As reported previously in this blog, the United States Supreme Court has recently held that an employer who offered over 400 investment options could face potential liability for offering too many investment options, leading to “participant confusion and poor investment decisions,” in violation of a fiduciary’s duty to monitor and offer prudent investment choices only. Hughes v. Northwestern University, 142 S. Ct. 737 (2022).
It perhaps would not be surprising, if the value of Bitcoin tanks in the future, to see litigation against plan sponsors for offering such a “speculative” investment option, even if limited to 20 percent of a participant’s 401K plan portfolio.

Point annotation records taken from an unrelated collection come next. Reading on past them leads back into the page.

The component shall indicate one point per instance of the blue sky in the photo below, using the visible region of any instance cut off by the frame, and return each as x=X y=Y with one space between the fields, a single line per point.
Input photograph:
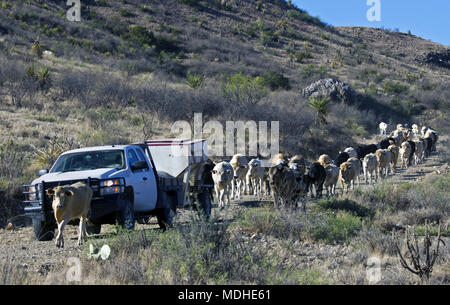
x=429 y=19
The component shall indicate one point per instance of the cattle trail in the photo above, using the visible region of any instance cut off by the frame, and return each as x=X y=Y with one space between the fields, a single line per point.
x=18 y=247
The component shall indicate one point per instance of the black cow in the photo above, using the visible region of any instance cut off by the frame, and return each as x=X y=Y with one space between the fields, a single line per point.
x=385 y=143
x=207 y=176
x=315 y=175
x=413 y=150
x=342 y=157
x=363 y=150
x=429 y=146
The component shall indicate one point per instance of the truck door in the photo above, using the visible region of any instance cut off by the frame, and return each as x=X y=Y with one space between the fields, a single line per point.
x=143 y=182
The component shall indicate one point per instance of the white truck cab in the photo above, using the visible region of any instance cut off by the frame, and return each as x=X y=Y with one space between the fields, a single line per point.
x=126 y=183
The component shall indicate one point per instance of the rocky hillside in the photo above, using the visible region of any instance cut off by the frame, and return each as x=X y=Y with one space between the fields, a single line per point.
x=131 y=68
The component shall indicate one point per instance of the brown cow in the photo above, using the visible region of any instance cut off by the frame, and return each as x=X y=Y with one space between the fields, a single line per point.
x=71 y=202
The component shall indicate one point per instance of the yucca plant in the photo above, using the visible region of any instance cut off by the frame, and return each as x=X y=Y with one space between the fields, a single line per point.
x=36 y=49
x=320 y=105
x=194 y=80
x=44 y=77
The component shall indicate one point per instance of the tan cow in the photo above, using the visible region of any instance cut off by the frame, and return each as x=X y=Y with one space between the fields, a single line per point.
x=370 y=167
x=298 y=164
x=351 y=152
x=331 y=179
x=240 y=167
x=395 y=152
x=324 y=160
x=279 y=159
x=222 y=175
x=71 y=202
x=405 y=152
x=347 y=176
x=356 y=165
x=383 y=161
x=418 y=153
x=282 y=185
x=255 y=177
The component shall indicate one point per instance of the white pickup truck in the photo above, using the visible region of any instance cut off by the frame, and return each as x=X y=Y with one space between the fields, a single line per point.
x=130 y=183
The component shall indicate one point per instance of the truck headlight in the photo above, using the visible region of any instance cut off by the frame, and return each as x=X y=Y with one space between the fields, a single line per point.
x=112 y=186
x=32 y=193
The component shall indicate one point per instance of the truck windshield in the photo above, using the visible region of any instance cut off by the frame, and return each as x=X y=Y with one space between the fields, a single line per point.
x=90 y=160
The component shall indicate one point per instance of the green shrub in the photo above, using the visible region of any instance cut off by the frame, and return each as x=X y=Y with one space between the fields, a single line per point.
x=345 y=205
x=243 y=89
x=190 y=2
x=140 y=35
x=336 y=229
x=194 y=80
x=125 y=13
x=275 y=80
x=197 y=252
x=394 y=87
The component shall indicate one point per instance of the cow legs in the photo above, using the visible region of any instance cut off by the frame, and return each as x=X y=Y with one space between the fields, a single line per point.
x=59 y=238
x=82 y=234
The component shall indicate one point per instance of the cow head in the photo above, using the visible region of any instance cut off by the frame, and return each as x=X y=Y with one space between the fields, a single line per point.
x=61 y=195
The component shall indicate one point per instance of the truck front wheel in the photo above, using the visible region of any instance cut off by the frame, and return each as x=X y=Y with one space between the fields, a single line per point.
x=42 y=230
x=204 y=198
x=126 y=217
x=93 y=228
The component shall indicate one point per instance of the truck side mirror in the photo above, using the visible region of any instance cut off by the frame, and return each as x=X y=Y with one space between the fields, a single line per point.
x=42 y=172
x=139 y=165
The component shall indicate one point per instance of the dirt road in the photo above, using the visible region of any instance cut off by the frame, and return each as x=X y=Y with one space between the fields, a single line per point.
x=18 y=247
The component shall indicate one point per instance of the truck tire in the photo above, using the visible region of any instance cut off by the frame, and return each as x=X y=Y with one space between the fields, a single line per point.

It would also not be surprising, if the performance of Bitcoin significantly trails other cryptocurrencies, to witness lawsuits against sponsors for not offering other crypto options, including stable coins. On the other hand, might we also see lawsuits against plan sponsors for failing to offer Bitcoin and other digital options?
Given their high fiduciary standard of care, plan fiduciaries are being required to walk a difficult tightrope in deciding on providing crypto investment options, and if so, which ones. As acknowledged by the United States Supreme Court itself in the Hughes decision: “At times, the circumstances facing an ERISA fiduciary will implicate difficult tradeoffs, and courts must give due regard to the range of reasonable judgments a fiduciary may make based on her experience and expertise.” Id. at 742.
Thomas J. McNamara is a member of the law firm of Certilman Balin Adler & Hyman, LLP.